Xilinx-CNS / sfptpd

Solarflare Enhanced PTP Daemon. Use multiple PTP and PPS sources and sync local clocks together in one integrated application with high quality timestamp filtering, supporting bonds and VLANs, real time and long term stats reporting.
Other
25 stars 4 forks source link

Incorrect PTP clock (phc) selected with ConnectX-4 Lx #15

Closed sasharozenson closed 2 months ago

sasharozenson commented 2 months ago

Summary

When using sfptpd (version 3.7.1.1007) with Mellanox Technologies MT27710 Family [ConnectX-4 Lx], the daemon incorrectly picks the phc clock. This results in incorrect timestamps being applied.

Steps to Reproduce

  1. Manually set the PTP time on active interface, on which PTP Feed is being sent - /dev/ptp5 (name: enp5s0f1np1):

    sudo phc_ctl enp5s0f1np1 set 1000000000

    Expected time: Sun Sep 9 04:16:55 2001

  2. Start systemctl start sfptpd.

  3. The daemon incorrectly selects phc4 (associated with inactive interface enp5s0f0np0):

    Sep 11 13:25:04 somehost sfptpd[6380]: ptp: clock is phc4(enp5s0f0np0/enp5s0f1np1)
  4. When fetching the time for /dev/ptp4, it shows the incorrect date, fast-forwarding by 23 years:

    $ sudo phc_ctl /dev/ptp4 get
    phc_ctl[2210.504]: clock time is 2452138531.803377006 or Sun Sep 15 07:35:31 2047
  5. Meanwhile, /dev/ptp5 still retains the manually set timestamp:

    $ sudo phc_ctl /dev/ptp5 get
    phc_ctl[2231.775]: clock time is 1000001815.971293202 or Sun Sep  9 04:16:55 2001

Expected Behavior

The daemon should pick the correct PTP clock (phc5, not phc4), corresponding to the interface enp5s0f1np1, and properly sync the time without any large jumps.

Actual Behavior

The clock is unexpectedly advanced by 23 years due to the wrong PTP clock (phc4) being selected.
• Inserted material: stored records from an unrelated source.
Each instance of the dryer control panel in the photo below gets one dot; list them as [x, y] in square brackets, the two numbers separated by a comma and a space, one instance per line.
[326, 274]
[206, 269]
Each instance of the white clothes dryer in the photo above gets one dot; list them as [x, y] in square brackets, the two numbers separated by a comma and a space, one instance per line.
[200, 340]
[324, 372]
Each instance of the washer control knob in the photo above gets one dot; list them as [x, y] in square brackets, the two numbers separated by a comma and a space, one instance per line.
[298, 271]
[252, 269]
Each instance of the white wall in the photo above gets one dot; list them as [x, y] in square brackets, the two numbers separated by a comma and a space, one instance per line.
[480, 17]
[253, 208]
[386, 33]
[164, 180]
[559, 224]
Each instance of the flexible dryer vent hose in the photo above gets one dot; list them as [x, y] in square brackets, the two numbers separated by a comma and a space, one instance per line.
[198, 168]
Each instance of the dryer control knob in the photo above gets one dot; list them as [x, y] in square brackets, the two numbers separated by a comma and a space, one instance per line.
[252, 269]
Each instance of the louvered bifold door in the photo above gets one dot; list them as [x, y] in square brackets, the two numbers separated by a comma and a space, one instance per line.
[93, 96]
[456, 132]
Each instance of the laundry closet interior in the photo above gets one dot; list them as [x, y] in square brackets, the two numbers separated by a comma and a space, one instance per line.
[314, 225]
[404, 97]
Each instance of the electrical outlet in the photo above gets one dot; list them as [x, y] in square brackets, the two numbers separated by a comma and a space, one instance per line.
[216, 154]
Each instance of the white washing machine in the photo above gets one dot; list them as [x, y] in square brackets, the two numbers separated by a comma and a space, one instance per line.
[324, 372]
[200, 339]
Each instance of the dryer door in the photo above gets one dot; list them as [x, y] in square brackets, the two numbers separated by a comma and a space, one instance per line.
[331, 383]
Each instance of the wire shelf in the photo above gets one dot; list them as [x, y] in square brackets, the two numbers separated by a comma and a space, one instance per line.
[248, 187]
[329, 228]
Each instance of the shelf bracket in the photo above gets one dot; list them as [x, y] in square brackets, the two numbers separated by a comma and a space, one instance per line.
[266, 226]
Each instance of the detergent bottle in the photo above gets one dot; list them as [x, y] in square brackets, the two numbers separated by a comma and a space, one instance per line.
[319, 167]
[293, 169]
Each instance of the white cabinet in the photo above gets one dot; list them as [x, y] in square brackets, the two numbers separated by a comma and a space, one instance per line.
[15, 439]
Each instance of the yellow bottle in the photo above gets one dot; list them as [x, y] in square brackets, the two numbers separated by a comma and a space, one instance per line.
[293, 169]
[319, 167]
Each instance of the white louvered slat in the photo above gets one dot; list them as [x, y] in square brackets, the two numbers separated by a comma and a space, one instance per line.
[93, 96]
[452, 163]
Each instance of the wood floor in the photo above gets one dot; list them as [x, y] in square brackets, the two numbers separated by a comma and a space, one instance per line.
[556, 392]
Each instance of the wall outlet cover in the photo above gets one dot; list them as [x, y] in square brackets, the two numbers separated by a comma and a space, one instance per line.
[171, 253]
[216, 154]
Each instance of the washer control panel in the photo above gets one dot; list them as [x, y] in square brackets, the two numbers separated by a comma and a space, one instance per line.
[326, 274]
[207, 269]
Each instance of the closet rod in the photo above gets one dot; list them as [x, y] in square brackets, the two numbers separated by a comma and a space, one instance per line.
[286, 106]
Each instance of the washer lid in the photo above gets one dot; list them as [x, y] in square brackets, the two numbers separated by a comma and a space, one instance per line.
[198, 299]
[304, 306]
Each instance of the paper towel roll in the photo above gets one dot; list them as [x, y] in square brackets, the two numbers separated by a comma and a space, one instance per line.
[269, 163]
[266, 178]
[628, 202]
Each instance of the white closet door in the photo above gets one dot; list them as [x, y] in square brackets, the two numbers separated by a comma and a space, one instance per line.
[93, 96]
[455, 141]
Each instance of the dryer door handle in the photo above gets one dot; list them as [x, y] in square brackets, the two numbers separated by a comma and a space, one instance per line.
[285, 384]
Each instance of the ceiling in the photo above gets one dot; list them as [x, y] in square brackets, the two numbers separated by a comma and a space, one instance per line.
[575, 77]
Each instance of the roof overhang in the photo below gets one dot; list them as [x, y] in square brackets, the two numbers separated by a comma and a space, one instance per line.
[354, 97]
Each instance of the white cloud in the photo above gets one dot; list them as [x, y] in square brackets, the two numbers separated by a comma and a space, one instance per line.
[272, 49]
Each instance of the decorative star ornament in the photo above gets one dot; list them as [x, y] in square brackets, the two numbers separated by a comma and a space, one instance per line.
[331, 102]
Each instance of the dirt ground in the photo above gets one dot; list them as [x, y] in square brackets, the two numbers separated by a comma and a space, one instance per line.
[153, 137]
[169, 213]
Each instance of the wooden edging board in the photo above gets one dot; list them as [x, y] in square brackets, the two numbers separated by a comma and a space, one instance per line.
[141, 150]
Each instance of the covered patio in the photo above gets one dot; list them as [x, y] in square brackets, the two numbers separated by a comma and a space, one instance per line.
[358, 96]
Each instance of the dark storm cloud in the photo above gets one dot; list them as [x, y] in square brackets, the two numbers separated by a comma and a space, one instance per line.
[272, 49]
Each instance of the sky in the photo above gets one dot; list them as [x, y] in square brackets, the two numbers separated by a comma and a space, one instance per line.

This happens even with timestamping_interfaces and interface explicitly set to enp5s0f1np1.

Debug Information

Output showing two interfaces, each with its own PTP clock:

$ sudo ethtool -T enp5s0f1np1 | grep PTP
PTP Hardware Clock: 5

$ sudo ethtool -T enp5s0f0np0 | grep PTP
PTP Hardware Clock: 4

Hardware: Mellanox Technologies MT27710 Family [ConnectX-4 Lx]
SFPTPD: 3.7.1.1007
OS: Debian 11 "Bullseye"

sasharozenson commented 2 months ago

Update: After further investigation, I discovered the assume_one_phc_per_nic off option. This setting seems relevant for our case, as it prevents the assumption that only one PHC exists per NIC.

I will test with this option and report back with results. Thanks.

abower-amd commented 2 months ago

Hi @sasharozenson,

Thanks for raising and closing this issue!

The assume_one_phc_per_nic feature was added to help with some third party NICs that provided multiple phc instances but which represented the same underlying clock. That is a scenario that doesn't work very well with sfptpd because sfptpd by default auto-discovers all the NIC clocks to sink them together - a feature of the monolithic design of sfptpd in contrast with some other software.

However, this workaround turns out not to be an effective solution and also doesn't work well in the case you have found where the clocks really are independent as advertised.

The next release of sfptpd disables this feature by default (ChangeLog entry).

The current recommendation for users of third party NICs where multiple phc devices are present that are not independent is to list the clocks to be synced explicitly with the clock_list option. This is not relevant for you, however.

Andrew